昨年の悔しさ晴らし〝花園〟へ
天理高ラグビー部
純白のジャージー軍団が悲願の花園切符――。
天理高校ラグビー部は18日、橿原市の橿原公苑陸上競技場で行われた「全国高校ラグビーフットボール大会」奈良県大会決勝戦に出場。ライバルの御所実業高校に勝利し、3年ぶり63回目の全国大会出場を決めた。
昨年の同大会決勝戦では、御所実業高の勢いに押され、ラスト15分で思わぬ逆転負けを喫した同部。新チームは「残り時間15分からの試合内容」にこだわり、最後まで声をかけ合って集中力を途切れさせないなど、決勝への対策を進めてきた。
今春、「全国高校選抜ラグビーフットボール大会」に出場。予選リーグを3戦全勝で突破すると、決勝トーナメントを勝ち進み、14年ぶりのベスト4入りを果たした。
チームが順調な仕上がりを見せる一方で、10月にライバルの御所実業高が「国民体育大会」少年男子の部で優勝したとの報せが入る。「逆に燃える材料となり、練習に一層熱が入った」と照井悠一郎キャプテン(3年)。10月末には、大阪の強豪・常翔学園高校との練習試合に勝利するなど、上り調子を維持したまま県大会を迎えた。
天理高は、王寺工業高校との初戦、奈良朱雀高校との準決勝を〝100点ゲーム〟で難なく突破。決勝戦は、御所実業高と24年連続の顔合わせとなった(写真)。
試合開始直後、ディフェンスの乱れから御所実業高に先制トライを許してしまう。
「落ち着いて、やってきたことをしっかりやりきろう」と声をかけ合い、防御の修正を図る選手たち。優位に立つフォワードの強みを生かし、パスをつなぐ伝統の展開ラグビーから、リスクの少ないフォワード戦へと切り替える。相手陣地内に入ってはラックを形成し、フォワード陣がじりじりとゴールラインに迫っていく。
前半33分、敵陣ゴール5メートル付近から度重なるサイド攻撃で前進を続け、最後は山村勝悟選手(3年)がインゴールにボールをねじ込んでトライ。作戦変更が功を奏し、7‐5で前半を終えた。
後半4分にはペナルティーゴールを成功させ、さらに点差を広げる天理高。フォワード陣の奮起がチームを鼓舞し、試合のペースを握っていく。
後半26分には、相手のキックボールを奪った本田飛翔選手(2年)が、ハーフウエーライン付近から独走し、そのままトライ。20‐5でノーサイドとなり、3年ぶりの全国大会出場を決めた。

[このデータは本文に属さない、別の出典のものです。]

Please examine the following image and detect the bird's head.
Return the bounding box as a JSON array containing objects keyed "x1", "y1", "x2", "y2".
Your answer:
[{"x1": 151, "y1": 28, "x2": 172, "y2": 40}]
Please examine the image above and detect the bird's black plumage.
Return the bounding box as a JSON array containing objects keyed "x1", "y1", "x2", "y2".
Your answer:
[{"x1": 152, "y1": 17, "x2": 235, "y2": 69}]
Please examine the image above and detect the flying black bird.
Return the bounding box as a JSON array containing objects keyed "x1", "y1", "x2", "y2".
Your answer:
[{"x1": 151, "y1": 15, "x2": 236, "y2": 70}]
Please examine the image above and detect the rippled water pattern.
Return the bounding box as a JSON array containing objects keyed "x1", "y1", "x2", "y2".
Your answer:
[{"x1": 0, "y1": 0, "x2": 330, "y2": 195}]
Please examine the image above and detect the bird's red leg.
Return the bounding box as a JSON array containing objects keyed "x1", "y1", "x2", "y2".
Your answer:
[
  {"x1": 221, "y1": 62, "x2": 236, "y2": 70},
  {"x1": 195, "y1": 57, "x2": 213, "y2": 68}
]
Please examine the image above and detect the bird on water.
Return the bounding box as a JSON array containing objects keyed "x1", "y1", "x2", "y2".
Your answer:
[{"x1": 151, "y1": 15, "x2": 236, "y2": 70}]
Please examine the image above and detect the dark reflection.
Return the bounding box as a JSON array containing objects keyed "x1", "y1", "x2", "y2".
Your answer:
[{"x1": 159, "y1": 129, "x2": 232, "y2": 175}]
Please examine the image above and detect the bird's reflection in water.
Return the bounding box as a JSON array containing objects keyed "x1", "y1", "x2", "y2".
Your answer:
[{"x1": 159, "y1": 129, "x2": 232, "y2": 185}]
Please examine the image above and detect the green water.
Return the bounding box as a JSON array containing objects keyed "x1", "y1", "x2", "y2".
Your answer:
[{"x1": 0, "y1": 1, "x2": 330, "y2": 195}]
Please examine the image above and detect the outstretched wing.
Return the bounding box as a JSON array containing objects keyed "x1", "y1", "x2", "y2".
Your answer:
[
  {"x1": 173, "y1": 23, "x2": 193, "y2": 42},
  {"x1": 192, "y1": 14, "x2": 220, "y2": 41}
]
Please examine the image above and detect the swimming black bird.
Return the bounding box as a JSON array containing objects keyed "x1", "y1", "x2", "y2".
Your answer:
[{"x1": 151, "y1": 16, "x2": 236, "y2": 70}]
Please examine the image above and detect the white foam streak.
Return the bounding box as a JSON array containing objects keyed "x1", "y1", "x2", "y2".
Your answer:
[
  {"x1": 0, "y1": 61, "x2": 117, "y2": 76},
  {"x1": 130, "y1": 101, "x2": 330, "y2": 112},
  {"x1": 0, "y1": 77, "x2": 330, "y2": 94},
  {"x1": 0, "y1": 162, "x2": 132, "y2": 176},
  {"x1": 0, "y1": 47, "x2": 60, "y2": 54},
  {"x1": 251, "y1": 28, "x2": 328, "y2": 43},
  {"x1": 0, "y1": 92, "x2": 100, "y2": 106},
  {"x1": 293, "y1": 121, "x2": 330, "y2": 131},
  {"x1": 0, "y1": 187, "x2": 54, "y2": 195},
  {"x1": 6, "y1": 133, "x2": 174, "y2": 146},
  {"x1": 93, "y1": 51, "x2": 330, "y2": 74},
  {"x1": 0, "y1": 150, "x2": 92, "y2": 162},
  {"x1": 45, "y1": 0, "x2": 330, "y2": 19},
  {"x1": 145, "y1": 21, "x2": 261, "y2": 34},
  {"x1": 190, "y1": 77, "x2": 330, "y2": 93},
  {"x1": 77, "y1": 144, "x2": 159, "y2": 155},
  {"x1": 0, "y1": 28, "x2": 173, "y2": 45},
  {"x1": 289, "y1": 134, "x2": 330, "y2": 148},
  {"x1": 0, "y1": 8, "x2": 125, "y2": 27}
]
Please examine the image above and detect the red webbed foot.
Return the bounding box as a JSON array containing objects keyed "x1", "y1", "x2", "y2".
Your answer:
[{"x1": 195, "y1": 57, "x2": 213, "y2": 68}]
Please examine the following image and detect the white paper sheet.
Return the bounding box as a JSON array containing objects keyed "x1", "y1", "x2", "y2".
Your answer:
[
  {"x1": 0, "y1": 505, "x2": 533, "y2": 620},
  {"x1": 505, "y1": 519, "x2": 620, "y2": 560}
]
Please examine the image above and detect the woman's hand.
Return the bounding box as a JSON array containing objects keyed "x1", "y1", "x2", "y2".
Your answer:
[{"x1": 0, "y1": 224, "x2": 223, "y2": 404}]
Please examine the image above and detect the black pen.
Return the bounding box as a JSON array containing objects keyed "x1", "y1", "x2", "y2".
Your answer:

松隈孝照監督(46歳)は「フォワード戦の準備もしていたので、選手たちの試合中の状況判断が、良い結果につながったと思う。まだまだ課題は多いので、全国大会までの残り1カ月半、しっかりと練習に励みたい」と話す。
照井キャプテンは「昨年の悔しい思いを胸に、1年間やってきた結果、まずは〝日本一〟の最初の壁である御所実業高を乗り越えることができた。全国でも一戦一戦ひたむきに戦い、栄光をつかみたい」と決意を語った。